8. Tic Tacs
- Who would have thought that they have actually been eating mints wrong their whole damn life?
- Well not all mints, just those “less than 2 calories” Tic Tacs. If you ever paid any attention to the packet, you’d have noticed that under the flap part is an oblong…an oblong just slightly larger than a single Tic Tac.
- What you are supposed to do is use that to get out the mints one at a time instead of rattling the damn box till 4 fall out. But then again what kind of weirdo just has one Tic Tac? You need at least 7 to get the right amount of flavor.
- Do you feel like you’re in a shitty infomercial every time you try to get out some foil?
- You pull out a piece but then the roll part comes out and falls to the gross floor, so now you have 3 meters of dirty foil, so you tear that off and start again but the whole damn system is just broken.
- Turns out it’s you that’s broken buddy, you’re supposed to push in those little cardboard tabs on the side to stop the roll from coming out of the box. Why they couldn’t sell them with the tabs pressed in already I don’t know, I guess foil companies just want to watch you suffer.
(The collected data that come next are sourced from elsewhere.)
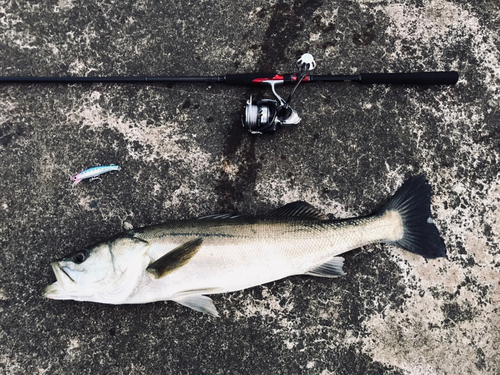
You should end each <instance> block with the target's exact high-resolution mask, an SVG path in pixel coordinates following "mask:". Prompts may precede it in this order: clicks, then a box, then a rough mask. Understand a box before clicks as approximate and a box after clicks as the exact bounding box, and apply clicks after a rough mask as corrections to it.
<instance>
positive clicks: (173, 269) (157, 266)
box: [146, 237, 203, 279]
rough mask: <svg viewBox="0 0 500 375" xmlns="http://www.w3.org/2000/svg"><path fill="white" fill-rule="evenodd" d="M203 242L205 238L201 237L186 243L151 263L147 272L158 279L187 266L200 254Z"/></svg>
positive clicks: (148, 268) (167, 253)
mask: <svg viewBox="0 0 500 375" xmlns="http://www.w3.org/2000/svg"><path fill="white" fill-rule="evenodd" d="M202 242H203V238H201V237H200V238H195V239H194V240H191V241H188V242H185V243H183V244H182V245H180V246H178V247H176V248H175V249H173V250H172V251H169V252H168V253H167V254H165V255H164V256H162V257H161V258H159V259H157V260H156V261H155V262H153V263H151V264H150V265H149V266H148V268H146V270H147V271H148V272H149V273H151V274H152V275H153V276H154V277H155V278H157V279H159V278H161V277H164V276H166V275H168V274H169V273H171V272H173V271H175V270H176V269H178V268H180V267H182V266H184V265H186V264H187V263H188V262H189V261H190V260H191V258H192V257H193V256H194V255H195V254H196V253H197V252H198V250H199V249H200V246H201V244H202Z"/></svg>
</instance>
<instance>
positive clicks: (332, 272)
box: [305, 257, 345, 277]
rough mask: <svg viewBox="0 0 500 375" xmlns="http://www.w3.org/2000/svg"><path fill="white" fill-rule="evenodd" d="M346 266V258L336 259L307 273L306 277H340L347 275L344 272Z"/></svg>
mask: <svg viewBox="0 0 500 375" xmlns="http://www.w3.org/2000/svg"><path fill="white" fill-rule="evenodd" d="M343 265H344V258H342V257H335V258H332V259H331V260H329V261H328V262H326V263H323V264H321V265H320V266H318V267H315V268H313V269H311V270H309V271H307V272H306V273H305V275H310V276H317V277H339V276H342V275H345V273H344V271H343V270H342V266H343Z"/></svg>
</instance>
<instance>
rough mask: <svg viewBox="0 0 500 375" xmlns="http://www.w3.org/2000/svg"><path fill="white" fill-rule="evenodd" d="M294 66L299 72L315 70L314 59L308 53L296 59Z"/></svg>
mask: <svg viewBox="0 0 500 375" xmlns="http://www.w3.org/2000/svg"><path fill="white" fill-rule="evenodd" d="M295 64H296V65H297V68H299V71H301V72H307V71H311V70H313V69H314V68H316V61H314V57H313V55H311V54H310V53H304V54H303V55H302V56H300V57H299V58H298V59H297V62H296V63H295Z"/></svg>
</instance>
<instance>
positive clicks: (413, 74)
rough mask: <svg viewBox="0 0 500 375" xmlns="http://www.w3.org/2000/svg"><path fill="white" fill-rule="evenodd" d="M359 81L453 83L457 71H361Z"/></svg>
mask: <svg viewBox="0 0 500 375" xmlns="http://www.w3.org/2000/svg"><path fill="white" fill-rule="evenodd" d="M359 76H360V80H359V82H360V83H367V84H370V83H382V84H384V83H388V84H410V85H454V84H455V83H457V81H458V72H453V71H450V72H421V73H361V74H360V75H359Z"/></svg>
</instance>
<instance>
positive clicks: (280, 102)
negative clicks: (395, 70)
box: [0, 53, 458, 134]
mask: <svg viewBox="0 0 500 375" xmlns="http://www.w3.org/2000/svg"><path fill="white" fill-rule="evenodd" d="M296 66H297V68H298V72H297V73H291V74H276V73H243V74H226V75H223V76H170V77H159V76H152V77H0V84H13V83H27V84H35V83H65V84H70V83H179V82H184V83H187V82H190V83H209V84H212V83H225V84H227V85H247V86H250V85H251V86H269V87H270V88H271V91H272V93H273V95H274V97H275V99H261V100H254V99H253V97H252V96H250V99H249V100H248V101H247V102H246V105H245V113H244V115H243V116H242V124H243V127H244V128H246V129H247V130H248V131H249V132H250V133H252V134H272V133H274V132H275V131H276V128H277V127H278V126H291V125H296V124H298V123H299V122H300V120H301V118H300V117H299V115H298V113H297V111H296V110H295V109H293V108H292V107H291V106H290V102H291V100H292V98H293V96H294V94H295V91H296V90H297V87H298V86H299V85H300V84H301V83H302V82H358V83H362V84H411V85H454V84H456V83H457V81H458V73H457V72H454V71H447V72H420V73H360V74H355V75H310V74H308V72H310V71H312V70H313V69H314V68H315V67H316V62H315V61H314V57H313V56H312V55H311V54H309V53H305V54H303V55H302V56H300V57H299V58H298V59H297V61H296ZM279 85H294V87H293V88H292V90H291V92H290V94H289V95H288V98H287V99H286V100H285V99H283V98H282V97H281V96H280V95H278V93H277V92H276V86H279Z"/></svg>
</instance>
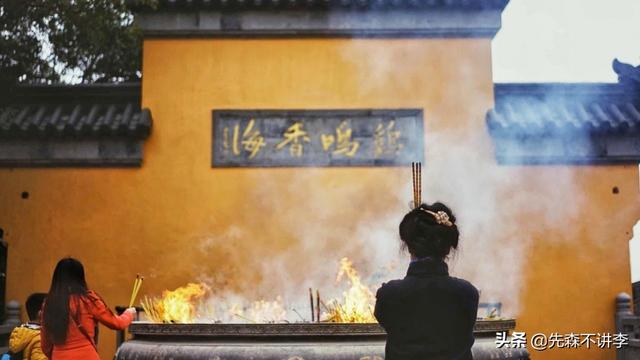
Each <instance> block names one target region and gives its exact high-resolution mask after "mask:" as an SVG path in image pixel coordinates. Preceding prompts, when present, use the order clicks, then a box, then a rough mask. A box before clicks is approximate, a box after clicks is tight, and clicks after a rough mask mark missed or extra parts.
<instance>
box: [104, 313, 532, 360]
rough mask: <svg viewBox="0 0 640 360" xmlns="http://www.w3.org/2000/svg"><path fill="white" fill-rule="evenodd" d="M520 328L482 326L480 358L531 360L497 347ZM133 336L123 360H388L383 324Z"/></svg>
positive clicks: (262, 324) (232, 326) (247, 329)
mask: <svg viewBox="0 0 640 360" xmlns="http://www.w3.org/2000/svg"><path fill="white" fill-rule="evenodd" d="M514 328H515V321H514V320H491V321H487V320H480V321H478V322H477V323H476V327H475V334H476V342H475V344H474V346H473V355H474V359H475V360H482V359H529V355H528V353H527V352H526V350H525V349H497V348H496V345H495V339H496V332H499V331H509V330H512V329H514ZM129 332H130V333H131V334H132V335H133V339H132V340H129V341H126V342H125V343H123V344H122V345H121V346H120V348H119V349H118V352H117V353H116V359H117V360H158V359H182V360H196V359H203V360H205V359H206V360H213V359H215V360H247V359H253V360H382V359H384V345H385V339H386V334H385V332H384V330H383V329H382V328H381V327H380V326H379V325H378V324H341V323H292V324H203V323H199V324H157V323H142V322H138V323H133V324H132V325H131V326H130V327H129Z"/></svg>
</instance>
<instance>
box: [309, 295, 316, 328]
mask: <svg viewBox="0 0 640 360" xmlns="http://www.w3.org/2000/svg"><path fill="white" fill-rule="evenodd" d="M309 302H310V303H311V322H314V321H315V311H314V310H313V289H311V288H309Z"/></svg>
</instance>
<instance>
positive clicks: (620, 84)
mask: <svg viewBox="0 0 640 360" xmlns="http://www.w3.org/2000/svg"><path fill="white" fill-rule="evenodd" d="M632 90H633V89H630V88H629V87H626V86H623V85H621V84H619V83H613V82H612V83H604V82H576V83H556V82H551V83H495V84H494V93H495V95H496V97H497V96H500V95H536V94H546V93H554V94H567V95H586V94H611V95H616V94H624V93H628V92H629V91H632Z"/></svg>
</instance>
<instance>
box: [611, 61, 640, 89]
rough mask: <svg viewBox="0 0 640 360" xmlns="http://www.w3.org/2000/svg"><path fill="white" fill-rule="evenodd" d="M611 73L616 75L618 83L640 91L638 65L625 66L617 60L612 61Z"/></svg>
mask: <svg viewBox="0 0 640 360" xmlns="http://www.w3.org/2000/svg"><path fill="white" fill-rule="evenodd" d="M613 71H615V72H616V74H618V82H619V83H620V84H623V85H627V86H630V87H633V88H635V89H636V90H640V65H638V66H633V65H631V64H625V63H623V62H621V61H619V60H618V59H613Z"/></svg>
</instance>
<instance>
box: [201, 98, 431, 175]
mask: <svg viewBox="0 0 640 360" xmlns="http://www.w3.org/2000/svg"><path fill="white" fill-rule="evenodd" d="M423 137H424V131H423V123H422V110H291V111H287V110H282V111H281V110H268V111H266V110H265V111H248V110H237V111H236V110H234V111H232V110H221V111H213V148H212V151H213V157H212V166H214V167H242V166H249V167H278V166H395V165H408V164H410V163H411V162H412V161H422V159H423V154H424V140H423Z"/></svg>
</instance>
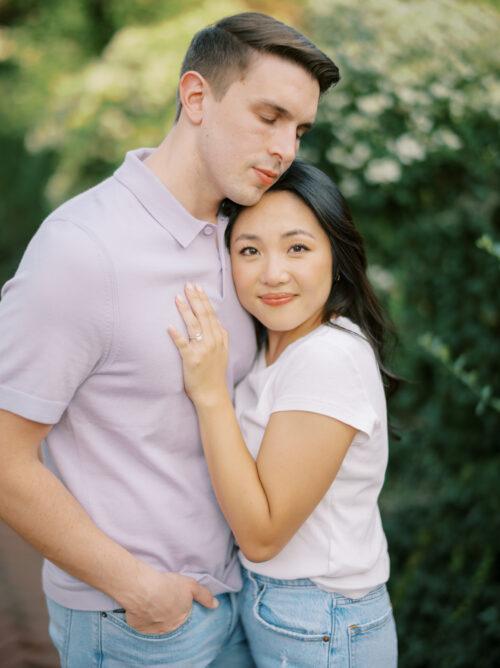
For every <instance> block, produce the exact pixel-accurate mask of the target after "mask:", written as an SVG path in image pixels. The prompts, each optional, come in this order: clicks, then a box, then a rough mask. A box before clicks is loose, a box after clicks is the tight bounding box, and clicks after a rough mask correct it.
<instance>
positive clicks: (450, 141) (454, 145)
mask: <svg viewBox="0 0 500 668" xmlns="http://www.w3.org/2000/svg"><path fill="white" fill-rule="evenodd" d="M432 142H433V144H434V145H435V146H436V145H437V146H446V148H449V149H451V150H452V151H456V150H458V149H459V148H462V140H461V139H460V137H459V136H458V135H456V134H455V133H454V132H452V131H451V130H449V129H448V128H440V129H439V130H436V132H435V133H434V134H433V135H432Z"/></svg>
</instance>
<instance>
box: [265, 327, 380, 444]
mask: <svg viewBox="0 0 500 668" xmlns="http://www.w3.org/2000/svg"><path fill="white" fill-rule="evenodd" d="M331 334H332V336H316V337H315V336H313V337H311V338H310V339H309V340H307V341H305V342H304V343H303V344H302V345H299V346H298V347H297V348H295V349H294V350H293V351H291V354H290V355H289V356H288V357H287V358H286V359H284V360H283V366H282V368H281V369H280V372H279V373H278V374H277V377H276V380H275V385H274V388H273V389H274V400H273V406H272V410H271V412H272V413H276V412H279V411H306V412H311V413H319V414H321V415H326V416H328V417H332V418H335V419H337V420H340V421H341V422H345V423H346V424H349V425H351V426H352V427H354V428H355V429H357V430H358V431H362V432H364V433H365V434H366V435H368V436H369V437H370V436H371V435H372V434H373V431H374V429H375V426H376V424H377V422H378V418H377V414H376V412H375V410H374V408H373V406H372V404H371V403H370V400H369V397H368V394H367V388H366V386H365V382H364V378H363V371H364V370H363V363H366V358H367V356H366V354H365V355H360V356H359V359H356V360H355V359H354V357H353V351H352V350H345V349H343V348H342V347H341V346H338V345H336V337H335V334H336V332H335V331H332V332H331ZM348 336H355V335H354V334H353V335H351V334H348ZM364 345H366V343H364V342H362V341H360V346H364ZM363 352H366V351H363ZM368 358H369V356H368ZM278 361H279V360H278ZM372 371H373V370H372Z"/></svg>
6. Chinese Food Containers
- Whoever came up with this was a genius, too bad they couldn’t put instructions on it.
- Well technically that’s because it was never intended for this use but who the hell cares if it makes life easier. Oyster pails or what you would probably recgonise as “The container my noodle shop gives me”, can actually be unfolded carefully to become a makeshift plate.
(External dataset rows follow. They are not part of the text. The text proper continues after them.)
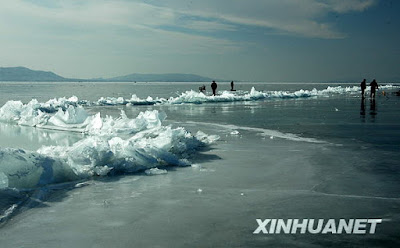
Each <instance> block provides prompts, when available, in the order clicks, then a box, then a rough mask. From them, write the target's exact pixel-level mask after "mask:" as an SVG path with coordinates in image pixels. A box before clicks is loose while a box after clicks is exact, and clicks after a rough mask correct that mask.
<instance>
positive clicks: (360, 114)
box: [360, 97, 365, 117]
mask: <svg viewBox="0 0 400 248" xmlns="http://www.w3.org/2000/svg"><path fill="white" fill-rule="evenodd" d="M360 115H361V117H365V100H364V97H363V98H362V99H361V109H360Z"/></svg>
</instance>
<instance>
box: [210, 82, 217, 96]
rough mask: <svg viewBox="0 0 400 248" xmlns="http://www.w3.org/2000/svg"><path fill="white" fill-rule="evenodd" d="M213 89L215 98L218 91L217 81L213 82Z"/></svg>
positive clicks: (212, 87) (212, 89)
mask: <svg viewBox="0 0 400 248" xmlns="http://www.w3.org/2000/svg"><path fill="white" fill-rule="evenodd" d="M211 89H212V90H213V95H214V96H215V93H216V91H217V83H216V82H215V81H213V82H212V84H211Z"/></svg>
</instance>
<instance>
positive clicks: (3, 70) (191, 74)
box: [0, 67, 221, 82]
mask: <svg viewBox="0 0 400 248" xmlns="http://www.w3.org/2000/svg"><path fill="white" fill-rule="evenodd" d="M212 80H215V79H211V78H208V77H202V76H199V75H194V74H179V73H169V74H137V73H135V74H129V75H126V76H120V77H113V78H93V79H77V78H64V77H62V76H59V75H57V74H55V73H53V72H50V71H36V70H31V69H28V68H26V67H0V81H19V82H21V81H22V82H23V81H30V82H67V81H68V82H79V81H82V82H94V81H104V82H209V81H212ZM218 81H221V80H218Z"/></svg>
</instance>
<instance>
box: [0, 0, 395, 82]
mask: <svg viewBox="0 0 400 248" xmlns="http://www.w3.org/2000/svg"><path fill="white" fill-rule="evenodd" d="M399 13H400V1H397V0H393V1H390V0H336V1H335V0H197V1H195V0H158V1H157V0H1V2H0V37H1V38H0V67H13V66H25V67H28V68H30V69H34V70H45V71H53V72H55V73H57V74H59V75H61V76H64V77H70V78H98V77H104V78H107V77H114V76H121V75H127V74H131V73H157V74H158V73H191V74H198V75H202V76H207V77H211V78H217V79H226V80H244V81H263V82H277V81H278V82H286V81H287V82H290V81H294V82H305V81H307V82H314V81H315V82H318V81H335V80H341V81H343V80H361V79H362V78H367V79H373V78H376V79H377V80H378V81H385V80H386V81H390V80H399V79H400V45H399V44H400V32H399V30H400V28H399V27H400V16H399Z"/></svg>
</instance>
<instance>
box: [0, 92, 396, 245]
mask: <svg viewBox="0 0 400 248" xmlns="http://www.w3.org/2000/svg"><path fill="white" fill-rule="evenodd" d="M362 103H364V107H362ZM398 106H399V100H398V98H396V97H392V96H390V97H389V98H385V97H382V96H379V97H378V98H377V99H376V102H375V105H374V104H373V103H372V102H370V101H369V99H368V98H367V99H366V100H365V102H362V101H361V98H359V97H358V95H354V96H353V95H352V96H347V97H343V96H341V97H330V98H323V99H321V98H317V99H301V100H284V101H281V100H273V101H259V102H245V103H243V102H241V103H223V104H221V103H209V104H200V105H198V104H195V105H193V104H192V105H172V106H134V107H133V106H107V107H105V106H92V107H90V108H88V111H89V113H90V114H94V113H96V112H98V111H101V112H102V114H104V115H105V114H108V115H111V116H113V117H117V116H119V114H120V110H124V111H125V113H126V115H127V117H128V118H134V117H135V116H137V115H138V114H139V113H140V112H144V111H146V110H153V109H156V110H159V111H164V112H166V113H167V116H168V118H167V120H166V124H172V125H173V127H177V126H184V127H185V128H186V129H187V130H189V131H192V133H195V132H197V131H198V130H201V131H204V132H206V133H209V134H218V135H219V136H220V137H221V139H220V140H219V141H217V143H216V144H214V145H213V146H212V149H211V150H208V151H203V152H201V153H200V154H198V155H196V157H195V158H194V159H193V160H192V161H191V162H192V163H193V164H194V165H193V166H192V167H187V168H178V167H174V168H168V171H167V173H165V172H164V171H158V172H160V173H158V172H155V173H154V174H160V175H154V174H151V173H150V175H151V176H149V175H146V173H143V174H140V175H125V176H113V177H105V178H104V177H103V178H97V179H94V180H89V181H87V182H82V183H83V184H82V183H81V184H79V187H77V188H75V183H73V184H70V185H67V186H66V187H59V188H57V187H55V188H54V187H53V188H52V187H50V186H49V187H47V188H46V187H45V188H42V189H38V190H36V191H35V192H33V193H31V194H32V196H31V198H30V201H28V203H27V206H26V207H25V208H23V209H22V210H23V211H21V212H20V213H19V214H18V215H15V216H13V217H12V219H11V220H10V221H9V222H8V223H7V224H6V225H5V226H3V227H2V229H1V230H0V243H1V244H2V247H3V245H4V247H18V246H32V245H34V246H40V247H54V246H58V247H88V246H89V247H90V246H95V247H110V246H113V247H154V246H160V247H187V246H194V247H204V246H215V247H221V246H222V247H232V246H233V247H238V246H244V247H265V246H289V247H290V246H303V247H321V246H329V245H330V246H348V247H354V246H359V247H365V246H366V245H367V246H377V247H381V246H393V245H396V244H397V245H398V243H399V241H398V240H399V234H398V233H399V231H400V230H399V207H400V206H399V203H400V200H399V198H398V196H399V193H400V192H399V191H400V187H399V186H400V185H399V179H398V178H399V177H398V174H399V169H398V168H397V165H398V162H397V161H399V159H400V157H399V152H398V151H399V144H400V142H399V140H400V139H399V135H400V134H399V133H398V130H399V124H398V120H399V119H398V116H399V110H398V109H399V108H398ZM363 108H364V111H363ZM21 128H22V127H21ZM27 128H28V129H25V131H8V130H19V129H16V128H15V127H12V128H11V129H10V127H8V128H6V129H3V130H7V131H6V132H2V133H1V136H2V137H7V135H8V137H11V140H12V141H11V142H14V143H15V147H18V142H20V143H24V142H25V141H26V139H27V138H28V137H33V138H31V139H30V140H31V141H32V142H31V143H32V144H27V145H23V146H21V147H23V148H24V149H25V147H26V149H29V147H32V149H37V148H36V147H38V145H40V143H41V142H48V144H49V145H59V144H51V142H61V140H62V142H67V141H68V140H69V141H68V142H70V143H68V144H70V145H71V144H73V143H75V142H76V141H77V140H79V139H81V138H82V137H80V136H79V135H80V134H72V135H71V136H68V135H67V136H66V138H62V139H61V140H59V139H53V138H50V139H48V140H40V138H39V137H46V136H49V135H50V134H53V133H56V134H59V133H60V132H54V131H51V130H44V131H39V130H37V129H32V128H31V129H29V128H30V127H27ZM26 130H31V131H26ZM396 131H397V132H396ZM13 133H14V134H13ZM20 134H21V136H24V138H21V139H20V141H18V136H19V135H20ZM13 135H14V136H13ZM76 135H77V136H76ZM293 135H295V136H293ZM293 138H296V139H297V140H296V139H293ZM298 138H300V140H298ZM1 140H2V142H3V143H2V144H4V145H6V144H7V142H4V141H3V139H1ZM56 140H59V141H56ZM315 141H317V142H315ZM1 178H2V177H1V176H0V180H2V179H1ZM79 183H80V182H79ZM0 184H1V182H0ZM49 192H50V193H51V194H48V193H49ZM42 195H45V196H46V197H45V198H44V201H43V202H40V201H35V199H43V198H41V197H40V196H42ZM7 197H8V198H7V199H9V201H13V200H15V199H14V198H16V199H17V200H18V199H20V198H19V197H21V195H17V194H12V193H10V192H8V194H7ZM22 197H23V196H22ZM257 218H262V219H263V218H280V219H288V218H300V219H303V218H314V219H318V218H324V219H329V218H337V219H339V218H345V219H350V218H383V219H384V223H383V224H381V225H379V226H378V229H377V233H376V235H360V236H357V235H338V236H335V235H314V236H313V235H273V236H270V235H253V234H252V232H253V231H254V229H255V228H256V227H257V223H256V221H255V220H256V219H257ZM21 236H22V237H24V238H22V239H21ZM116 240H118V242H116Z"/></svg>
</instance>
- This recently went viral as a lifehack, making many assume this is an intented feature but really you are just unfolding a piece of paper. Still it’s a helpful way to get to all the soy sauce juices at the bottom.
5. Praising your Children
- Parenting is hard, especially when you find out that you have actually been praising your child the wrong way.
- Yes next time you are telling little Johnny how great he is at using the big boy toilet, you might want to pay attention to the words you are using. Research has discovered that if tell a child “hey you are really great at pooping!” rather than “You did really well pooping this time, Billy”, you’re doing it wrong.
- Why? Apparently children are more motivated when they have an individual effort praised instead just telling them how good they are at it…yeah I’m sorry that you’re a terrible paren
- 4. Brushing your Teeth
- Like any battle, the battle between you and tooth decay has good and bad tactics…guess which ones you’ve been using?
- I’m assuming that you’re not gross and actually brush your teeth at least once a week, anyway here’s a list of things you’ve been fucking up. If you brush within 30 minutes after having something acidic like orange juice, you are actually helping your enamel to break down….Which is pretty much the opposite of what you want
- You are also using wayyy too much toothpaste, you only need a small amount on your brush. That way you aren’t playing into hands of those evil toothpaste corporations. Then again if you are only brushing once a month, make sure you use the whole tube…ugh
- 3. Drinking Beer/Wine
- Nobody likes warm beer, so this its time you started drinking the right way.
- Most people don’t realize it but longneck beer bottles have a long neck for a reason. And It’s so you have something to hold onto when you break it over some jackass’ head. You’re supposed to hold the neck when you drink so your hand doesn’t heat up your beer, dummy.
- Also if you hold your wine glass like a medieval king holding a goblet, you are also on the wrong-ville train. Next time you want to look cultured try holding the glass at the top of the neck. We all know you aren’t fancy anyway so stop pretending.
- 2. Pooping
- In this day and age you can’t even take a shit without someone on the internet criticisning you. And today I’m that someone.
- If you’ve grown up in a western country then chances are you’ve never had to squat down to take a dump…unless you’ve been drunk and camping. Anyway our bodies are designed to do our business in a squat position which is difficult to achieve on the old porlain throne.
- Squat pooping can help you avoid many bowl issues, hemorrhoids and even lower your risk of appendicitis. This is all because your fancy modern toilet buts more strain on your colon and butthole.
- Breathing
- Yes we have reached the pinnacle of being the only intelligent life on this planet but we still don’t know how to breathe properly.
- But hey that shouldn’t be much of a surprise considering you’ve been shitting wrong for most of your life. Breathing is one those things that for some reason we start to do the wrong way after infancy. Babies breathe by contracting their abdomen, putting more focus on their diaphragm. For some reason start using our chest as we grow older like the idiots that we are.
- Belly breathing though is much more efficient and gives your body a greater oxygen in take. This can have added benefits such as increasing your energy levels.